Türkiye'nin mevcut çevre politikası, tek bir bakanlığın sorumluluğu altında olmayıp, birkaç bakanlık altında bölündü.

Örneğin, Ticaret Bakanlığı ve Dışişleri Bakanlığı'na bağlı AB Başkanlığı, AB Yeşil Mutabakatı ve Sınırda Karbon Düzenleme Mekanizması'na uyum konularından sorumlu.

İklim değişikliği, görünüşte Çevre, Şehircilik ve İklim Değişikliği Bakanlığı'nın önderliğinde olsa da çevresel etki değerlendirme raporlarını (Çevresel Etki Değerlendirmesi - ÇED) lisanslayan bakanlık olması sonucu da bu alanda önemli eleştirilere de maruz kalıyor.

Ne yazık ki İliç maden felaketi 4 gibi felaketler, ilgili bakanlıkların denetimlerine ve lisanslamalarına rağmen meydana geldi.

Bunun bir kısmı, çevre sorununun birkaç bakanlık arasında bölünmüş bulunmasından kaynaklanıyor olabilir; her biri, farklı misyonları önceliklendirirken, bazen çevreyi ikinci planda tutabiliyorlar.

Çevreyi geliştirmek için ortak bir politika ihtiyacı varken, Çevre, Şehircilik ve İklim Değişikliği Bakanlığı önderliğinde yeşil enerji geliştirme ihtiyacı var, ancak çoğu zaman kentler, konutların yapımı (Toplu Konut, TOKİ gibi) öncelikte olup, çevre meselelerinden daha ön planda tutuyor.

Tarım ve Orman Bakanlığı da tarım ve su koruma sorumluluğa sahip; aynı zamanda ormanları yangınlara karşı korur, ancak her iki sorumluluk da Çevre, Şehircilik ve İklim Değişikliği Bakanlığı ile Enerji ve Tabii Kaynaklar Bakanlığı ile güçlü koordinasyon gerektiren meselelerdir.

Gıda, enerji, su ve politikalarının kesişimini bütüncül bir şekilde ele alan yaklaşımlar benimsenmelidir (Water Energy Food Nexus approach).

Enerji ve Tabii Kaynaklar Bakanlığı, öncelikli olarak enerji üretimi ve madencilik üretimine yoğunlaşıp, bunu yaparken olabildiğince çevreci olmaya çalışıyor.

Ülkemizdeki sanayinin ve vatandaşların bir gün (24 saat) boyunca elektriksiz veya susuz kalmasının vereceği zarar çok büyük çaplı olacağından, kesintisiz hizmet ve iletim birincil öncelik olarak görülüyor.

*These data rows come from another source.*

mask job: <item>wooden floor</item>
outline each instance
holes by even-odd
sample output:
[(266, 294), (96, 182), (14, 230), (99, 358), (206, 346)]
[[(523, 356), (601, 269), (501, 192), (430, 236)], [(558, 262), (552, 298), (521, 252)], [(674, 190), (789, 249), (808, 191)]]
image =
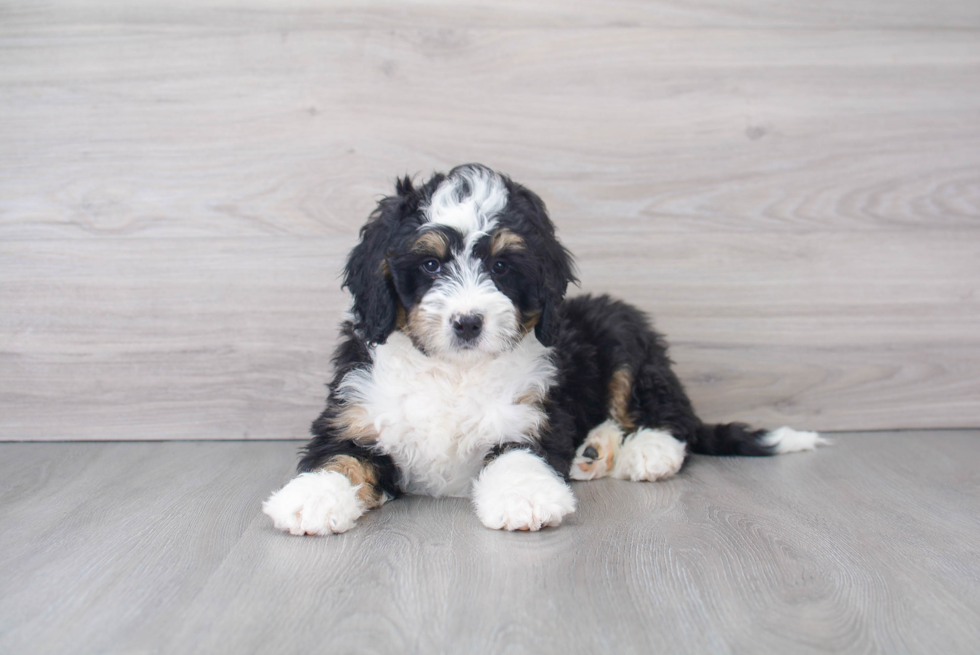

Halbuki, sürdürülebilirlik için, farklı kurumlar arası koordinasyon yapılarak, çevre, gıda, su ve enerji yönetiminde ve planlarında bütüncül bir yaklaşım benimsenmesi gerekir.
 

 

Bu kurumlarda, sürdürülebilir büyümeyi sağlamak için çalışan ve ülkeleri için ellerinden geleni yapan birçok bürokrat ve memur bulunuyor.

Örneğin, mevcut Enerji ve Tabii Kaynaklar Bakanı Dr. Alparslan Bayraktar, bakan olmadan önce de uluslararası kuruluşlarda görev almış saygın bir teknokrat.

Bayraktar, Avrupa genelinde önde gelen enerji düzenleyici derneklerinden biri olan Enerji Düzenleyicileri Bölgesel Derneği'nin (ERRA) başkanı olarak görev yaptı.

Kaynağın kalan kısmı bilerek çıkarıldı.